In particular, \(\left\lVert \cdot \right\rVert_E\) is differentiable at \(x\) iff \(\partial \left\lVert \cdot \right\rVert_E(x)\) is a singleton, iff \(x\) has a unique norming functional. If \(\left\lVert \cdot \right\rVert_E\) is differentiable everywhere, then the mapping \(\left[ x \mapsto \nabla \left\lVert \cdot \right\rVert_E(x) \right]\) is well-defined and is called the duality mapping.

Thus, to the convex analyst, norming functionals are not a magical byproduct of the Hahn-Banach theorem, but simply a subgradient of the norm.

Convex conjugacy swaps strict convexity for differentiability, and strong convexity for smoothness

Let \(f \in \Gamma(E)\) and let \(\mu>0\), \(L>0\).

\(f\) is strictly convex if for all \(x_0 \in \mathop{\mathrm{dom}}(f)\), there exists \(g \in \partial f(x_0)\) such that the strict inequalities hold:

\[\forall x \in E \setminus \{x_0\},~ f(x) > f(x_0) + \left\langle x-x_0, g \right\rangle_E.\]

\(f\) is \(\mu\)-strongly convex if for all \(x_0 \in \mathop{\mathrm{dom}}(f)\), there exists \(g \in \partial f(x_0)\) such that

\[\forall x \in E,~ f(x) \geq f(x_0) + \left\langle x-x_0, g \right\rangle_E + \frac{\mu}{2} \left\lVert x-x_0 \right\rVert_E^2.\]

\(f\) is differentiable everywhere if it is differentiable at each point of its domain, that is, if for all \(x_0 \in \mathop{\mathrm{dom}}(f)\), there exists a unique \(g \in E'\) such that

\[\forall x \in E,~ f(x) \leq f(x_0) + \left\langle x-x_0, g \right\rangle_E.\]

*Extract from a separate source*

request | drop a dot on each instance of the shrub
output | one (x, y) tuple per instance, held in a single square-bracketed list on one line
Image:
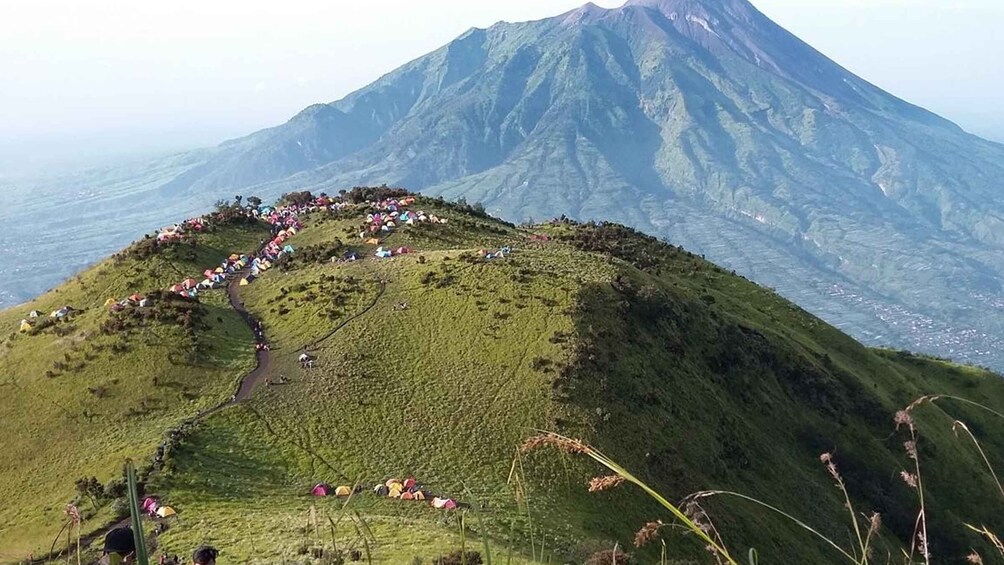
[(458, 558)]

\(f\) is \(L\)-smooth if for all \(x_0 \in \mathop{\mathrm{dom}}(f)\), there exists \(g \in \partial f(x_0)\) such that

\[\forall x \in E,~ f(x) \leq f(x_0) + \left\langle x-x_0, g \right\rangle_E + \frac{L}{2} \left\lVert x-x_0 \right\rVert_E^2.\]

Note that \(\mu\)-strong convexity implies strict convexity, and that \(L\)-smoothness implies differentiability everywhere.

Let \(f \in \Gamma(E)\).

\(f\) is strictly convex iff \(f^*\) is differentiable.

\(f\) is \(\mu\)-strongly convex iff \(f^*\) is \(1/\mu\)-smooth.

  1. Or rather, to the pure functional analyst there is no satisfying way to construct a norming functional, but to the convex analyst there is... See below. 

  2. In other words, in this document we are only concerned with content covered in Rockafellar’s 1970 “Convex Analysis” book, whereas in other contexts Rockafellar’s 1998 “Variational Analysis” book may be a better reference.